This recipe is a wonderfully sweet brunch-time treat or dessert which uses this Basic Dairy-Free Crepes Recipe and fills them with sweet sauce-covered bananas and walnuts. This recipe only calls for 1/4 of the recipe, so I typically like to keep the batter in the refrigerator for a quick breakfast the next day. I prefer serving my homemade dairy-free vanilla ice cream, but if you haven't the time, any store-bought dairy-free ice cream will do as well.
For this recipe, slightly under-ripe bananas are best to prevent over-cooking, which will result in mushy bananas.
Serves four
Prep Time: 15 minutes
Cook Time: 15 minutes
Ingredients:
- ¼ cup dairy-free soy margarine, preferably a “stick” variety
- 2/3 cup packed dark brown sugar
- ½ t. ground cinnamon
- ¼ t. nutmeg
- 1 T. banana liqueur (optional)
- 1 t. vanilla extract
- 4 bananas, peeled and sliced in half lengthwise and then again widthwise
- ½ cup dark rum
- ¼ cup raw walnuts
- 1/4 Recipe Basic Dairy-Free Crepes(see Head Note)

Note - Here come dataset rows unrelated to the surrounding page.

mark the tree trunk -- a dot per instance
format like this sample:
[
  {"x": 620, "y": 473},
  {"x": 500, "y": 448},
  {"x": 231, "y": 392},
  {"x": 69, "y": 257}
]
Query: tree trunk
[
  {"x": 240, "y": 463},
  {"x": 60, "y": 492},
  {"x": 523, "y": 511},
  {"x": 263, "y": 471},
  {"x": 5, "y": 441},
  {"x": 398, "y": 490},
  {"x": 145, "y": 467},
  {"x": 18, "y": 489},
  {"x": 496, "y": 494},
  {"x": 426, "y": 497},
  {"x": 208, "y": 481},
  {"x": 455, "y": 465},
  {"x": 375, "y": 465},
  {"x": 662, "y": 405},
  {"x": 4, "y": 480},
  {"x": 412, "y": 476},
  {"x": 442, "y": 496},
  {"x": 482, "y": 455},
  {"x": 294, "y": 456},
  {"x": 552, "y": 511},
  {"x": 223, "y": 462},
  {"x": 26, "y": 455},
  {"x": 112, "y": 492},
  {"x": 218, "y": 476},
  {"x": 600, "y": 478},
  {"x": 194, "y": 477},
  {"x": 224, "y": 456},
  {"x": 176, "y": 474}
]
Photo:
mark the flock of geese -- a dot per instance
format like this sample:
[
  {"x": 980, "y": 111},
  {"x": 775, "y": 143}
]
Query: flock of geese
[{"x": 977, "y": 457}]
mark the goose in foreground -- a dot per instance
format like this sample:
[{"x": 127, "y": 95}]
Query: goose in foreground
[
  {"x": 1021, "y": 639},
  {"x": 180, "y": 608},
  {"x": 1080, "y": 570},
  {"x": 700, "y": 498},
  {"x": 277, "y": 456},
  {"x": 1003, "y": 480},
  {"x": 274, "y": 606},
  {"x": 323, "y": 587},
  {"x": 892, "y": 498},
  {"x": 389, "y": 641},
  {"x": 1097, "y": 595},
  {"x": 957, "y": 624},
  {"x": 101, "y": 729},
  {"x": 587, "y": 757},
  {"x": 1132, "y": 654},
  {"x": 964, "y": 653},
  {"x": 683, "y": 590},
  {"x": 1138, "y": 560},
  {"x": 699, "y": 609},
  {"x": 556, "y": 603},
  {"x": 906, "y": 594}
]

- Dairy-free vanilla ice cream, either store-bought or homemade (see head note)
Preparation:
1. In a large, heavy-bottomed skillet over low heat, melt the dairy-free soy margarine. Using a wooden spoon, stir in the brown sugar, cinnamon and nutmeg, mixing well until the sugar is dissolved. Stir in the banana liqueur and vanilla extract, bring the sauce to a simmer, and add the bananas. Cook for 2-3 minutes, carefully flipping the bananas to ensure even cooking. Transfer the bananas to small casserole dish and set aside.
2. With the sauce at a simmer, carefully stir in the rum and very carefully ignite the sauce. Cook for 1-2 minutes more, or until the flame completely dies out. Continue cooking until the mixture is the consistency of a thick syrup.
3. Add the sauce and walnuts to the bananas. Portion the banana mixture into the dairy-free crepes, serving with extra sauce, walnuts and dairy-free vanilla ice cream.